Des soins holistiques pour les aînés et leurs familles

  • Forum
  • Le 3 septembre 2015

  • Martin LaSalle
Véronique Dubé

Véronique Dubé

Crédit : Amélie Philibert

En 5 secondes

La professeure Véronique Dubé veut inculquer aux futures infirmières qui travailleront auprès des aînés une approche qui place le patient au centre des discussions quant aux soins à leur donner.

C'est dans un centre d'hébergement et de soins de longue durée (CHSLD) que Véronique Dubé, alors étudiante au cégep, déniche son premier emploi.

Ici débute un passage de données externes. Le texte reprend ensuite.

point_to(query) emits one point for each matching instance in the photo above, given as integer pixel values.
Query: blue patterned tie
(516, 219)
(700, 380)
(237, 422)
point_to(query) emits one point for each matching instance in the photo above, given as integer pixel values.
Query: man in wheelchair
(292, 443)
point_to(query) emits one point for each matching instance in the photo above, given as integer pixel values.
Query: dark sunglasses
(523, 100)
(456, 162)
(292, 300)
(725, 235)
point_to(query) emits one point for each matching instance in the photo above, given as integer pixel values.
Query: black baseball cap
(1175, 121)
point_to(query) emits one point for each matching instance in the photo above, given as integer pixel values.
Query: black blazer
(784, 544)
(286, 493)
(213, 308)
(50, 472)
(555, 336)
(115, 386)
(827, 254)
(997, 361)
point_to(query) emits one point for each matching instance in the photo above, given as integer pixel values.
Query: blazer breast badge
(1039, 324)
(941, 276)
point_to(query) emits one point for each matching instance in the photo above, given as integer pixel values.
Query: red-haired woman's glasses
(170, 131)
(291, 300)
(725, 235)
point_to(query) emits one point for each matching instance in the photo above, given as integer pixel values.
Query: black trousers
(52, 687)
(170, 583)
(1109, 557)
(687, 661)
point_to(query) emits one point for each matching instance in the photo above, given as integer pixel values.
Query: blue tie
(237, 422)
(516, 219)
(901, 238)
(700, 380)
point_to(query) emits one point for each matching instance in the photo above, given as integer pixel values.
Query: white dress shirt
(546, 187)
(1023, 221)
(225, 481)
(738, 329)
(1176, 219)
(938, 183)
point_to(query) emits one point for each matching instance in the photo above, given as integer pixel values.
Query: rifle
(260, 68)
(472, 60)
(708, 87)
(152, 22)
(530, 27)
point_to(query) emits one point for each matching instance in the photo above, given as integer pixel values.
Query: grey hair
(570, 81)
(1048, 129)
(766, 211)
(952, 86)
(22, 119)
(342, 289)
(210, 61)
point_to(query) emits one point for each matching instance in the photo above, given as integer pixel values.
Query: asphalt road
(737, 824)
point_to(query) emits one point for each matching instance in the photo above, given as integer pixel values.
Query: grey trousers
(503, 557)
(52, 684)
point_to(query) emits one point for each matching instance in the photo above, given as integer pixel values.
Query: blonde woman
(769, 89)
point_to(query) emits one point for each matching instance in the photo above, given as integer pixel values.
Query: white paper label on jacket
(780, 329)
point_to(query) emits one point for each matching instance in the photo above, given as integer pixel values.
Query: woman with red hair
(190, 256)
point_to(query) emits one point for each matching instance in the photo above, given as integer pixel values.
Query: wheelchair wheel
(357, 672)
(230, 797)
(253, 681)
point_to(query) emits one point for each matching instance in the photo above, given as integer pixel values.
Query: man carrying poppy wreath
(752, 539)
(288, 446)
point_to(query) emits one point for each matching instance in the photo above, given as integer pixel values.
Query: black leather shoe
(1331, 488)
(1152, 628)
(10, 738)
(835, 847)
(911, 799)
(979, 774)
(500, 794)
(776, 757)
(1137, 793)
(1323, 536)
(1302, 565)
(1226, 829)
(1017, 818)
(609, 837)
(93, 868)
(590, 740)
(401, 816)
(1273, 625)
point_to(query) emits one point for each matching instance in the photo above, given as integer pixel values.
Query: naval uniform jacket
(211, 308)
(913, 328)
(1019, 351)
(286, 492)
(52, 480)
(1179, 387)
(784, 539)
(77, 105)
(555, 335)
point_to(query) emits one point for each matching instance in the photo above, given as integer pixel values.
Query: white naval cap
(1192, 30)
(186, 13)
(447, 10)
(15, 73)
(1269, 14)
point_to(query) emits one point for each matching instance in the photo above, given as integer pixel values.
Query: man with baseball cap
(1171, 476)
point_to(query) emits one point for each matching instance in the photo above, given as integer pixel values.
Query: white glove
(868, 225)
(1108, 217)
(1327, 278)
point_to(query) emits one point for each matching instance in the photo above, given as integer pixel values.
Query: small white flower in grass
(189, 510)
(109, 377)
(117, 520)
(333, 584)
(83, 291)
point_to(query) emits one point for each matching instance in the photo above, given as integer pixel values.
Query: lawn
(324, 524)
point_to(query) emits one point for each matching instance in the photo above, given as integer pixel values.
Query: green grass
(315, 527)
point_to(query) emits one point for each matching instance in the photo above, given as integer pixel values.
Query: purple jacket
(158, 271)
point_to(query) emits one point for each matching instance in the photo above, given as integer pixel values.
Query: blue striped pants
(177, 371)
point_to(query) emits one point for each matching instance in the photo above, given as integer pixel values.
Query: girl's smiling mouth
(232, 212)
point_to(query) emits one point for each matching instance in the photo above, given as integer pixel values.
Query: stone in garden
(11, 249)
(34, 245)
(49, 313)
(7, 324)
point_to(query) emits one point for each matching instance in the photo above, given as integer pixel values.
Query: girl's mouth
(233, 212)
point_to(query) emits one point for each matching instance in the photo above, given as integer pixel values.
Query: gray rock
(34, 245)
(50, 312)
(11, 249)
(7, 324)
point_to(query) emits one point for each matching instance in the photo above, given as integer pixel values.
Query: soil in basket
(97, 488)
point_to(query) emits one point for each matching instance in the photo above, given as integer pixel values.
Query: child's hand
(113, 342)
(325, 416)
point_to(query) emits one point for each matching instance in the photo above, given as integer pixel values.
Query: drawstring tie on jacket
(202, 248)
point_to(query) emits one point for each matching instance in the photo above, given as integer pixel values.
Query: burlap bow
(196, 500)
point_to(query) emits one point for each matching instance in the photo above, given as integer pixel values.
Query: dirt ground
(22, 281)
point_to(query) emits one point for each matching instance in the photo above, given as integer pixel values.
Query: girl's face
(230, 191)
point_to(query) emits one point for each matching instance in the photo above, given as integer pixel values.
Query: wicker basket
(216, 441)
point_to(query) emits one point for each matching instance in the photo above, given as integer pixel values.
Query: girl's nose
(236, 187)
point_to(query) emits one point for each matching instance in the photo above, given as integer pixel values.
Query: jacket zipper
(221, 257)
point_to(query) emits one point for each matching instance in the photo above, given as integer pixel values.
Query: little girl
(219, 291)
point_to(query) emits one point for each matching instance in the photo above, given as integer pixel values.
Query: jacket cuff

S'occuper des personnes âgées atteintes de déficits cognitifs la marque profondément : ses grands-parents, dont elle est très proche, sont en pleine forme et, s'ils devaient être hébergés, elle voudrait qu'ils soient traités avec les plus grands égards. C'est la motivation qui la guidera pour l'avenir...

Lorsqu'elle entre à l'UdeM pour entamer son baccalauréat à la Faculté des sciences infirmières, en 1993, Véronique Dubé sait déjà qu'elle orientera ses études vers l'amélioration des soins prodigués aux aînés – en tenant compte de leurs familles. À cette époque cependant, les soins aux gens âgés ne sont pas la voie la plus populaire...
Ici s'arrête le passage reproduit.